Beantwoording vragen van het lid Wilders over ondertekende belastingverdrag tussen Nederland en Saoedi-Arabië
Graag bied ik u hierbij, mede namens de minister van Economische Zaken en de staatssecretaris van Financiën, de antwoorden aan op de schriftelijke vragen gesteld door het lid Wilders over ondertekende belastingverdag tussen Nederland en Saoedi-Arabië. Deze vragen werden ingezonden op 14 oktober 2008 met kenmerk 2008Z04366/2080902670.
De minister van Buitenlandse Zaken,
Drs. M.J.M. Verhagen
Antwoorden van de heer Verhagen, minister van Buitenlandse Zaken, mede namens mevrouw Van der Hoeven, minister van Economische Zaken en de heer De Jager, staatssecretaris van Financiën, op vragen van het lid Wilders (PVV) over ondertekende belastingverdag tussen Nederland en Saoedi-Arabië.
Vraag 1
Bent u ermee bekend dat Saoedi-Arabië een op de koran en de sharia gebaseerde Wahhabitische theocratie is waar noch vrijheid van meningsuiting, noch vrijheid van religie, noch een onafhankelijk gekozen parlement, noch een onafhankelijke en onpartijdige rechterlijke macht bestaat?
Vraag 2
Bent u ermee bekend dat in Saoedi-Arabië mannen en vrouwen niet gelijkwaardig zijn, homoseksuele handelingen strafbaar zijn gesteld en dat op afvalligheid de doodstraf staat?
Vraag 3
Bent u ermee bekend dat Saoedi-Arabië jaarlijks tientallen executies uitvoert waarbij de doodstraf geschiedt door middel van onthoofding?
Vraag 4
Bent u ermee bekend dat Saoedi-Arabië aan zelfs kinderen de doodstraf oplegt?
Antwoord
De Nederlandse regering maakt zich zorgen over de mensenrechtensituatie in Saoedi-Arabië. Er zijn tekortkomingen op het gebied van positie van de vrouw, vrijheid van godsdienst en levensbeschouwing, kinderrechten, eerlijke rechtspraak en rechten van gevangenen.
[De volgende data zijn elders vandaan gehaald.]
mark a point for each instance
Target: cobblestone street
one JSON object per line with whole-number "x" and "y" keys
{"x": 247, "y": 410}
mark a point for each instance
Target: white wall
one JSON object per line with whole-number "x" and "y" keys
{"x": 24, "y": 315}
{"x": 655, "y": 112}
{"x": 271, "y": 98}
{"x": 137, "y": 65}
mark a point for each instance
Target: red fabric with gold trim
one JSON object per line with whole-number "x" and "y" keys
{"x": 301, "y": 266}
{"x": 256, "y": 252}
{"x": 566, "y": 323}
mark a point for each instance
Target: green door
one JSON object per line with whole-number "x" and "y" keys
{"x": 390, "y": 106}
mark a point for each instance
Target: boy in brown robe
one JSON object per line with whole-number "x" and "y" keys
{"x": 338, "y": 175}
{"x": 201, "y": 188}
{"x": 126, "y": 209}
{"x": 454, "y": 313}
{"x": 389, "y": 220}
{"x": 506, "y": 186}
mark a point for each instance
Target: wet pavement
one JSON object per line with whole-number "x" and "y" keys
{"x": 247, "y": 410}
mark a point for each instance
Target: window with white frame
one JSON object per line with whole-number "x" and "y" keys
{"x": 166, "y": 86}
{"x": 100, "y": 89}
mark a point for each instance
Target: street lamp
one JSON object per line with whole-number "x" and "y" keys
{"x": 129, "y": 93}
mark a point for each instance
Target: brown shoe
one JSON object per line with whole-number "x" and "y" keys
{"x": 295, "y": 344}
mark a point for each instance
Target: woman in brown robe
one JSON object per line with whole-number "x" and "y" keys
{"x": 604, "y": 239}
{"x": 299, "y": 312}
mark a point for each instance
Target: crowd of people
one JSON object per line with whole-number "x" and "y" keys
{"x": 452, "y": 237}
De toepassing van de doodstraf is gebaseerd op de islamitische wetgeving zoals vastgelegd in de ‘sha’ria’. Deze zorgen worden in het kader van de mensenrechtendialoog met Saoedi-Arabië besproken en Nederland ondersteunt initiatieven ter verbetering van de mensenrechten in Saoedi-Arabië.
Vraag 5
Het bovenstaande overziende, deelt u de mening dat het door de minister van Economische Zaken ondertekende belastingverdrag tussen Nederland en Saoedi-Arabië 1) door de papierversnipperaar moet worden gehaald? Zo neen, waarom niet?
Vraag 6
Het bovenstaande overziende, deelt u de mening dat de Nederlandse betrekkingen met deze Wahhabitische dictatoriale schurken en Mohammed-aanbidders op een zo laag mogelijk pitje moeten worden gezet? Zo neen, waarom niet?
Antwoord
Neen. Concrete samenwerking en dialoog zijn effectieve manieren ter bevordering van de mensenrechten. Als de relaties op een zo laag mogelijk pitje zouden worden gezet, dan zou Nederland niet of nauwelijks in staat zijn invloed uit te oefenen op verbetering van de mensenrechtensituatie in Saoedi-Arabië en zou dit ten koste gaan van Nederlandse economische belangen. De verwachting is dat dit belastingverdrag een positieve invloed zal hebben op de bilaterale economische betrekkingen en tot een toename van het aantal contacten tussen Nederland en Saoedi-Arabië zal leiden.
Vraag 7
Het bovenstaande overziende, wilt u aan Saoedi-Arabië eindelijk dezelfde urgentie koppelen als aan bijvoorbeeld Iran? Wilt u zich hiervoor ook binnen de EU sterk maken? Zo neen, waarom niet? Zo ja, op welk wijze gaat u dit doen?
Antwoord
Zoals in de mensenrechtenstrategie (Kamerstukken II 2007/08, 31 263, nr. 1) is benadrukt, heeft de regering zich een wereldwijde bescherming en bevordering van mensenrechten ten doel gesteld. Zowel in het beleid ten aanzien van Iran als Saoedi-Arabië vormt de bevordering van mensenrechten een integraal onderdeel van de relaties. Het gaat hierbij om een zo effectief en realistisch mogelijke aanpak, in samenhang met de andere doelen van het buitenlands beleid. Nederland onderhoudt goede betrekkingen met Saoedi-Arabië, waarbij er ruimte is voor zorgen op het gebied van de mensenrechten. De relatie stoelt op een brede basis en het is in niemands belang om deze relatie op één aspect af te breken. Aan de kant van Saoedi-Arabië is sprake van een toenemende openheid en wordt het mensenrechtenvraagstuk steeds bespreekbaarder. Daar waar de mensenrechtensituatie in Iran de afgelopen jaren is verslechterd, is in Saoedi-Arabië - zij het nog op onvoldoende schaal - vooruitgang geboekt en zijn er voorzichtig positieve stappen gezet: wettelijke hervormingen (rechtspraak, politiek, werkomstandigheden) zijn aangekondigd, er is een voortdurend debat over vrouwenrechten en een hervorming van de zgn. ‘sponsor’-wet wordt voorbereid.